OpenCL* for CPU
Ask questions and share information on Intel® SDK for OpenCL™ Applications and OpenCL™ implementations for Intel® CPU.
Announcements
This forum covers OpenCL* for CPU only. OpenCL* for GPU questions can be asked in the GPU Compute Software forum. Intel® FPGA SDK for OpenCL™ questions can be ask in the FPGA Intel® High Level Design forum.

I found that the result of multiplying bit64 numbers was wrong.

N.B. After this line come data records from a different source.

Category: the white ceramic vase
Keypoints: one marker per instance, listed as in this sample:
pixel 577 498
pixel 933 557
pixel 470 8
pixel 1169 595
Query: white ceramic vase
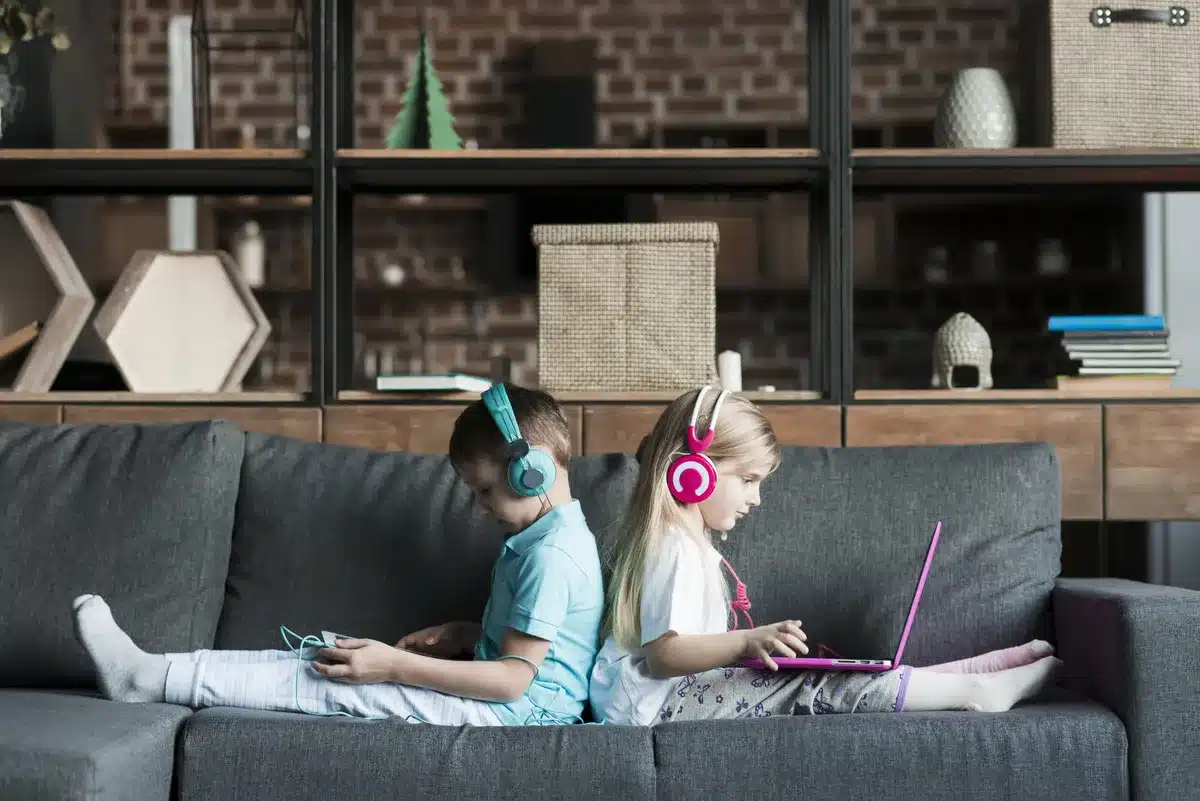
pixel 976 112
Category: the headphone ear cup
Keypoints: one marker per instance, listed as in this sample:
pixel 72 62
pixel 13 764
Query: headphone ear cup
pixel 689 488
pixel 528 469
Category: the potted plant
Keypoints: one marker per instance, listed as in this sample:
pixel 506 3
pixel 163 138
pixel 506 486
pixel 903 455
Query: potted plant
pixel 24 22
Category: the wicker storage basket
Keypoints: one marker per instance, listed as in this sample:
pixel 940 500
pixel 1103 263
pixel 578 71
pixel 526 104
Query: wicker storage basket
pixel 1122 74
pixel 627 307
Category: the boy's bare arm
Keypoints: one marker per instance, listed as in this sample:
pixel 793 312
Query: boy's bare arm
pixel 497 680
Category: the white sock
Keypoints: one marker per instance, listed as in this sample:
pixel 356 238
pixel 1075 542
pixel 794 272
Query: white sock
pixel 930 691
pixel 126 673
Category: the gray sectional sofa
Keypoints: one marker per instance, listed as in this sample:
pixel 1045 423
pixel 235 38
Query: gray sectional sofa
pixel 204 536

WHY?

jianzhong_wang
Beginner
2,360 Views

OpenCL1.2/OpenCL2.0
OS:Win10
Intel(R) HD Graphics 4600

 


__kernel void miniTest(__global unsigned long long * buff )
{
    const unsigned int M = 0x3FFFFFFUL;
    const unsigned int R = 0x3D10UL;

    unsigned long long u = 0;
    unsigned long long c = 0;
    unsigned long long d = 0;

    buff[0] = 0x32974b6;
    buff[1] = 0x6695f8a;
    buff[2] = 0x3cc840c;
    buff[3] = 0xc8998;
    buff[4] = 0x4f06406;
    buff[5] = 0x438d148;
    buff[6] = 0x29e81a2;
    buff[7] = 0x784c484;
    buff[8] = 0x6ad6038;
    buff[9] = 0x1383ee;

    unsigned long long aA[10] = { 0 };
    aA[0] = (unsigned long long)buff[0];
    aA[1] = (unsigned long long)buff[1];
    aA[2] = (unsigned long long)buff[2];
    aA[3] = (unsigned long long)buff[3];
    aA[4] = (unsigned long long)buff[4];
    aA[5] = (unsigned long long)buff[5];
    aA[6] = (unsigned long long)buff[6];
    aA[7] = (unsigned long long)buff[7];
    aA[8] = (unsigned long long)buff[8];
    aA[9] = (unsigned long long)buff[9];

    d = (aA[0] * 2) * aA[9]
      + (aA[1] * 2) * aA[8]
      + (aA[2] * 2) * aA[7]
      + (aA[3] * 2) * aA[6]
      + (aA[4] * 2) * aA[5];

    d >>= 26;

    d += (aA[1] * 2) * aA[9]
       + (aA[2] * 2) * aA[8]
       + (aA[3] * 2) * aA[7]
       + (aA[4] * 2) * aA[6]
       + (aA[5]    ) * aA[5];

    u = d & (unsigned long long)M;       //At here , the u=0x0a1db38
    c = u * (unsigned long long)R;       //the result(c=0x09b5a0b80) is always wrong. WHY?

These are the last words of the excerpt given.